Fischer pretty much freezes White's play and lets's the Black King roam freely.

47. Rc4 Kf6
48. h4 Ke5
49. Kf2 Rh3
50. Kg2 Rd3
51. h5 Kf4
52. h6 Ke3
53. Rc7 Kd2
White Resigns


Fischer-Taimanov 1971 Cand. Match Game 4

After 60...Ne7



61. Be8 Kd8

In zugzwang, Black is forced to retreat from protection of b6.

62. Bxg6 Nxg6

Fischer has calculated that the liquidation and two pawns on the Qside is worth the Bishop with Black's forces away from the key a & b files.

63. Kxb6 Kd7
64. Kxc5 Ne7
65. b4 axb4
66. cxb4 Nc8
67. a5 Nd6
68. b6 Ne4+
69. Kb6 Kc8
70. Kc6 Kb8
71. b6
 Black Resigns

A masterful performance of calculation, mobility and position in the end game.

Anatoly Karpov is also known as a great endgame player.

Here's a position from the WC Match in 1984 versus Garry Kasparov.

Karpov-Kasparov, 1984 WC game 27 

After 47...Kd5



Karpov is a pawn up and looks better but must watch the Black  h-pawn. How does he recognize his advantage?

Saturday, August 4, 2012

Practice With End Games



I've always like analyzing chess end games. I must have practiced hundred's of end games when I was first starting out and I think it it helped improve my game very quickly.

Working with endings not only helps in winning (or at least not losing) games at a critical point but I think also helps in other key ways.

End game practice helps in calculation. With fewer pieces on the board it is easier to picture and calculate much deeper into a position.

Practice also helps in positional feel. It is usually critical to put your pieces in the right position in an endgame. With even one piece out of position, even the King, an equal position can soon turn into a lost endgame.

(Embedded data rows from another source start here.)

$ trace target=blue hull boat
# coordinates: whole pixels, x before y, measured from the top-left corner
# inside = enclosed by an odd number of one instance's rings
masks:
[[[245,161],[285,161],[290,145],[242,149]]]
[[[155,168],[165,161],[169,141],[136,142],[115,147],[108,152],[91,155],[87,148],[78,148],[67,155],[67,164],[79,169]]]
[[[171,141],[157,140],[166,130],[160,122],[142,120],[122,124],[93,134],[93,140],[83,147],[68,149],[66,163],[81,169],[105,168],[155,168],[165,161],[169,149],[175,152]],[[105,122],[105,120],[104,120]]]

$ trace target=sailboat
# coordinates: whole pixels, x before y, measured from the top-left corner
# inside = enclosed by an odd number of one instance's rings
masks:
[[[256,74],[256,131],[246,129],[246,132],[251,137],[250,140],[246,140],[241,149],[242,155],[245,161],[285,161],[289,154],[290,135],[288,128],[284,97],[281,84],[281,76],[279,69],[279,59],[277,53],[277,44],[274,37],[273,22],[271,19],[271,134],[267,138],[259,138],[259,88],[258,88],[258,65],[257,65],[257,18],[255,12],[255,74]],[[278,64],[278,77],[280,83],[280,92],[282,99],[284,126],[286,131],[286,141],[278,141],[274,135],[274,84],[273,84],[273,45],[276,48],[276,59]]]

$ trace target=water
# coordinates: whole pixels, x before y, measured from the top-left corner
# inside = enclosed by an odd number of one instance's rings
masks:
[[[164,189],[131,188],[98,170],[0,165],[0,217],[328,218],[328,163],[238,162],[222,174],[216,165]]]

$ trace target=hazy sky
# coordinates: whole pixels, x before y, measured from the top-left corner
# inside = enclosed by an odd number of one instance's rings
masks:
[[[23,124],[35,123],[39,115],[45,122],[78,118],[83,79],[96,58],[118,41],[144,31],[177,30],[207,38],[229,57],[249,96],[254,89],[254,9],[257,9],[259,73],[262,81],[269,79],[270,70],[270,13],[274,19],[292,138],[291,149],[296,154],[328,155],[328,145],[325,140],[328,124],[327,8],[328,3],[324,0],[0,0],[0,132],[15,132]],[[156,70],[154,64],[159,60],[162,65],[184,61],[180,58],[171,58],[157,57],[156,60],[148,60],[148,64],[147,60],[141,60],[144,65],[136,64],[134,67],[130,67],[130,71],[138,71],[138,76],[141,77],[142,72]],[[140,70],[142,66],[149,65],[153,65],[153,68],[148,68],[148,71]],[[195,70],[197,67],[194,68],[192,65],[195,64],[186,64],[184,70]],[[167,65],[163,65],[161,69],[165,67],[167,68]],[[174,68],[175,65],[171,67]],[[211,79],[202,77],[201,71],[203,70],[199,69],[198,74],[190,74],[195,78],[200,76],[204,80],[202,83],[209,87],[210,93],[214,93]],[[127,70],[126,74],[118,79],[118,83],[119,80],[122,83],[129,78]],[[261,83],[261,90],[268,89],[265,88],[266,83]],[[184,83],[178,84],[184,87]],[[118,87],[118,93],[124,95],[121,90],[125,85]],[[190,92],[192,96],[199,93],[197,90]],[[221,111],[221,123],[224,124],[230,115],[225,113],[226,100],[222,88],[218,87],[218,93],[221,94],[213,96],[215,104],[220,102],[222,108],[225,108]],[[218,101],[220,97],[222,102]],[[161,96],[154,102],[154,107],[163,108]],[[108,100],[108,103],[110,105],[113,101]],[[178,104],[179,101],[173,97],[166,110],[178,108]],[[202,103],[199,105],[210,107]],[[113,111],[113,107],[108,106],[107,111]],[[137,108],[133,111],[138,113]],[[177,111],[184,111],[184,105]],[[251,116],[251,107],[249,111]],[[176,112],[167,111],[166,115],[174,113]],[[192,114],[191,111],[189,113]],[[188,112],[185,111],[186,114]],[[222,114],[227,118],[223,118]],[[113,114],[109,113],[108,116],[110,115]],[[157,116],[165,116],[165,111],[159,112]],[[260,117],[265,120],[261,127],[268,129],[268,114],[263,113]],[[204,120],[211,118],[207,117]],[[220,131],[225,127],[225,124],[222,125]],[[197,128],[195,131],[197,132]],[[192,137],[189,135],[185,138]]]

The end game also helps one appreciate the power of tempo. When practicing a lot of endgames, it doesn't take long to experience the power (or pain) of "zugzwang". Zugzwang is when one player has the move and forces the other player to make a move (put's him in zugzwang) that necessarily weakens his position.

And the endgame also helps one appreciate the power of a single pawn. In many instances a single pawn advantage assures a win in an otherwise equal game.

During my practice I never used an endgame book. I got Reuben Fine's "Basic Chess Endings" long ago and I don't remember ever opening it. Awhile ago I did buy Pal Benko's "Endgame Laboratory", which I recommend, but only occasionally browse through it without a board. More for entertainment than analysis.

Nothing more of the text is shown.